Perspectives and Energy Applications of Magnetocaloric, Pyromagnetic, Electrocaloric, and Pyroelectric Materials
Researchers from the Laboratory for Refrigeration and District Energy (LAHDE), in collaboration with the University of Seville and the University of Cambridge, have published a paper in the journal Advanced Energy Materials (IF=27.6), presenting a perspective on the use of magnetocaloric, pyromagnetic, electrocaloric, and pyroelectric materials for energy conversion. These related technologies, as alternatives to existing ones, have significant potential for improving energy efficiency and the use of environmentally friendly materials and fluids, particularly in the fields of cryogenics, refrigeration, heat pumps, and efficient conversion of low-temperature waste heat into useful work.
The first part of the paper describes the main challenges faced by these materials and their applications, while the second part proposes specific solutions, especially in the area of improving heat transfer between these materials and the working medium in devices. Among these, the authors have introduced a new operational concept for the first time, for which LAHDE holds U.S. and Chinese patents. This concept enables a significant increase in power density, not only for caloric devices but also for devices based on thermoacoustic technologies and mechanical Stirling principles.
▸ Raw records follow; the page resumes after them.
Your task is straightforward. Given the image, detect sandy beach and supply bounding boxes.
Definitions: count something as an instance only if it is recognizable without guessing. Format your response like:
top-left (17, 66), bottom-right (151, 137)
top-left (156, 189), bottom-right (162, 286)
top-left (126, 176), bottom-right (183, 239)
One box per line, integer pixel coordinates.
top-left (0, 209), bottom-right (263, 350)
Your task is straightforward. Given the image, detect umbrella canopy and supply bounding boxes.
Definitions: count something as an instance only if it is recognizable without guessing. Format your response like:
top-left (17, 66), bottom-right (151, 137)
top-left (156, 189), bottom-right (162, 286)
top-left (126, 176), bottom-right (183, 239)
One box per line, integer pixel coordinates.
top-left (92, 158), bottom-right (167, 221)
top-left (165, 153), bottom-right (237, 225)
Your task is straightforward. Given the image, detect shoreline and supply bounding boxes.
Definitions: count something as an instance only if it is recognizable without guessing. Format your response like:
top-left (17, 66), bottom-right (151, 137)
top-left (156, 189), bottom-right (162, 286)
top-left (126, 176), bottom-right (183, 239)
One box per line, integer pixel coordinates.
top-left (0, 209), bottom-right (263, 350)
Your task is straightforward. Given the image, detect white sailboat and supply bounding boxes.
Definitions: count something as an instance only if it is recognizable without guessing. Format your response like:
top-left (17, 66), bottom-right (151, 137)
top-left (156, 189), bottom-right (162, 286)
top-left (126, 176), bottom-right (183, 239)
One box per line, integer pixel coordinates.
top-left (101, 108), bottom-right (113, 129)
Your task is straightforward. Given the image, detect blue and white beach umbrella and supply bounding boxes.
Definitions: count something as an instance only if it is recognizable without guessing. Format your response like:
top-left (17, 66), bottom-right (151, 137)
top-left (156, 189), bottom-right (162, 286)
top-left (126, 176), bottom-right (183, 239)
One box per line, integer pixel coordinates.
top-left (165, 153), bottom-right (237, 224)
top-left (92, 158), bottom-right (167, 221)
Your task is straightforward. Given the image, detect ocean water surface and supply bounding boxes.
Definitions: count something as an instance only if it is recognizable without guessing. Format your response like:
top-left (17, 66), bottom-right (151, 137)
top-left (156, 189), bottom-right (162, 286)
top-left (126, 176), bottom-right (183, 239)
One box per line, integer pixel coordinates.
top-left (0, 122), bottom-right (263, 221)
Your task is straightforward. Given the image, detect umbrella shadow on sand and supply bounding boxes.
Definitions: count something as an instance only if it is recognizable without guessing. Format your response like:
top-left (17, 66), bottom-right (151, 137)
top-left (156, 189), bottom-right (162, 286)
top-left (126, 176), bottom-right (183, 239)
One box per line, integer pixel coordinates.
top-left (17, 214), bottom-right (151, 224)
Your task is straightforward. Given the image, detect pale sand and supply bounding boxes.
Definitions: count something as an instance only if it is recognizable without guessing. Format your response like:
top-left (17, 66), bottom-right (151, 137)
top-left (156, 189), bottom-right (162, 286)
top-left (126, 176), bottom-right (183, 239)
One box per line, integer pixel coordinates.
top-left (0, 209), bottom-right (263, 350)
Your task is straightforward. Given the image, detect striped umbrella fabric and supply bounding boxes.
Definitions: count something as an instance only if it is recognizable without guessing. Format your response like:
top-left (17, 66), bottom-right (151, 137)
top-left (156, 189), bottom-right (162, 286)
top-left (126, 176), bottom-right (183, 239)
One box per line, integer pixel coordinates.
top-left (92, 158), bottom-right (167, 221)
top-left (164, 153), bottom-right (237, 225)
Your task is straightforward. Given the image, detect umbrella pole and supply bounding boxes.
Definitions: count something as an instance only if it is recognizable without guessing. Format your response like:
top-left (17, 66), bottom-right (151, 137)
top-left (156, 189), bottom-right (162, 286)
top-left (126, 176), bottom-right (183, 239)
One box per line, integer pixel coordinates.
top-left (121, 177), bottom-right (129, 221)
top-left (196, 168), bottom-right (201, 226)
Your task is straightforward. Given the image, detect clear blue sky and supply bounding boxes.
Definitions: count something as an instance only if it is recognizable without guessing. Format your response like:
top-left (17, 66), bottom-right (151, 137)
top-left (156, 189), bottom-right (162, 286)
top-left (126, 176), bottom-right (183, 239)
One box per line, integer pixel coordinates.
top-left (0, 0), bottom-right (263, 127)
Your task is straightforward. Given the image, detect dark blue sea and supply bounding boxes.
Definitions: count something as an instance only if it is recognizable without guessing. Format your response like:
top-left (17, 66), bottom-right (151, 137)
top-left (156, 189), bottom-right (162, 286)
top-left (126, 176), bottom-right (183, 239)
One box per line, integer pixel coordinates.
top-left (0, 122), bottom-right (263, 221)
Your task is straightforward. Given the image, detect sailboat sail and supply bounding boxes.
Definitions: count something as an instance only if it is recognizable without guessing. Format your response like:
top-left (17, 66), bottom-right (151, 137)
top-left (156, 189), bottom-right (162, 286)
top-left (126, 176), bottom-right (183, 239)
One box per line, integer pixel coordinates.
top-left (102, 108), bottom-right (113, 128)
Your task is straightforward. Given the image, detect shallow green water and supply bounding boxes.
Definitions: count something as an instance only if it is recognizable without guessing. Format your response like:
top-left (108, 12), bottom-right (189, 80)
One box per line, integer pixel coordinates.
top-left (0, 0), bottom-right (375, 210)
The article concludes by addressing and opening up entirely unexplored areas, ranging from ultra-high temperature heat pumps to applications beyond our planet.
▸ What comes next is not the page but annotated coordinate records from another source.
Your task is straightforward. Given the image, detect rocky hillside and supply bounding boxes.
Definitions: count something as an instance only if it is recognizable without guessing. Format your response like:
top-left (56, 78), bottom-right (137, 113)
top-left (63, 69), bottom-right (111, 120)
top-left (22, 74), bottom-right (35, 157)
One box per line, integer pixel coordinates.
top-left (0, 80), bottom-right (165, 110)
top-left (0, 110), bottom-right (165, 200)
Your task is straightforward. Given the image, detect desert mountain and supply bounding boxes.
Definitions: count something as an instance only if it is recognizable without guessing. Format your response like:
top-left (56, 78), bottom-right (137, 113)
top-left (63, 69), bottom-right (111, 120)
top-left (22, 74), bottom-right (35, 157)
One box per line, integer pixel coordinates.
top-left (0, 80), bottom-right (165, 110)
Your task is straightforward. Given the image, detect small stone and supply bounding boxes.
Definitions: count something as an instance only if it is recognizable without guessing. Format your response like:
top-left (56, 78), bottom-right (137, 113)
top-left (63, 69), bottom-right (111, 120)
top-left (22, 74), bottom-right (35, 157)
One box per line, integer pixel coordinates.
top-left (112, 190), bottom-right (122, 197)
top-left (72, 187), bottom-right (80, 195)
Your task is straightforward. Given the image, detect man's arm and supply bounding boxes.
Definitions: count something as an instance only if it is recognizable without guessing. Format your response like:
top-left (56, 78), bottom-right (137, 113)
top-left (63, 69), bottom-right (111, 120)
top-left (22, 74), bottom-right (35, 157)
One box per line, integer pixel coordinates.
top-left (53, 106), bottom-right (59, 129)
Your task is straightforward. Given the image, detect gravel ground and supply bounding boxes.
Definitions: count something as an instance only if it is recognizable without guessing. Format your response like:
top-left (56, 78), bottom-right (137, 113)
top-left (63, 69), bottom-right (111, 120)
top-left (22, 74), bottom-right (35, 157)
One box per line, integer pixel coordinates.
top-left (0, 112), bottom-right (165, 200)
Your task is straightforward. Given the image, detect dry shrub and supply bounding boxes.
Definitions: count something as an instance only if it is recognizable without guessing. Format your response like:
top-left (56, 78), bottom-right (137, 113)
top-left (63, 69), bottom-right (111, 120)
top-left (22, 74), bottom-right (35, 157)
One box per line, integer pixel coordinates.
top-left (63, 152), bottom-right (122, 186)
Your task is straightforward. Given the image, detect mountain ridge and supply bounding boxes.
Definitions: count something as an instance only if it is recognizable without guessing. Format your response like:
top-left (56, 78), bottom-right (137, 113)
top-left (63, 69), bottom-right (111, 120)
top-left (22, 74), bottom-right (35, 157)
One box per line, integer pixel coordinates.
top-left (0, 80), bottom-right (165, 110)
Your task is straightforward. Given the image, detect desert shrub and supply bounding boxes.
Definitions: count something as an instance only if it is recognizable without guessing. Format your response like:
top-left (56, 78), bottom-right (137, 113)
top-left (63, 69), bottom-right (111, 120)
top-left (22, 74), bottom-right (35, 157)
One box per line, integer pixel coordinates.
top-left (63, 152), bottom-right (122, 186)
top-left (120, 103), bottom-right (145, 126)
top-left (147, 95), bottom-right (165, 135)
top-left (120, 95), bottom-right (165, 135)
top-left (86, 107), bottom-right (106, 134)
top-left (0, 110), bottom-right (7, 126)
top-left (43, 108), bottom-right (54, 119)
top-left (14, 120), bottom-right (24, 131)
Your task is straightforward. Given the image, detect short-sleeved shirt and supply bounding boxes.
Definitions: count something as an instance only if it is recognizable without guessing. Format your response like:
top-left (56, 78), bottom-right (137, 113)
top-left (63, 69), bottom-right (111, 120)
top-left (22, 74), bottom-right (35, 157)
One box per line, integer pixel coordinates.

Open-access paper is available here: https://onlinelibrary.wiley.com/doi/10.1002/aenm.202401739
Abstract:
This perspective provides an overview of the state of research and innovation in the areas of magnetocaloric and pyromagnetic materials, and electrocaloric and pyroelectric materials, including the overlapping sub-areas of multicaloric and multipyro materials that can operate simultaneously under the application of magnetic and electric fields. These materials are critically examined for their potential to revolutionize cooling, heating, and energy-harvesting applications. This perspective first summarizes the state-of-the-art advancements and highlights recent significant developments. Then, it is identified and discussed that the prevailing challenges hindering the widespread adoption of technologies based on these materials. In this context, after consulting with members of the caloric and pyro communities, a technology roadmap is outlined to guide research efforts in overcoming current barriers to applications, with the goal of achieving impactful results by 2040. This roadmap emphasizes the importance of focusing on under-researched materials, novel devices, and application spaces, paving the way for interdisciplinary efforts that can lead to significant reductions in carbon dioxide emissions.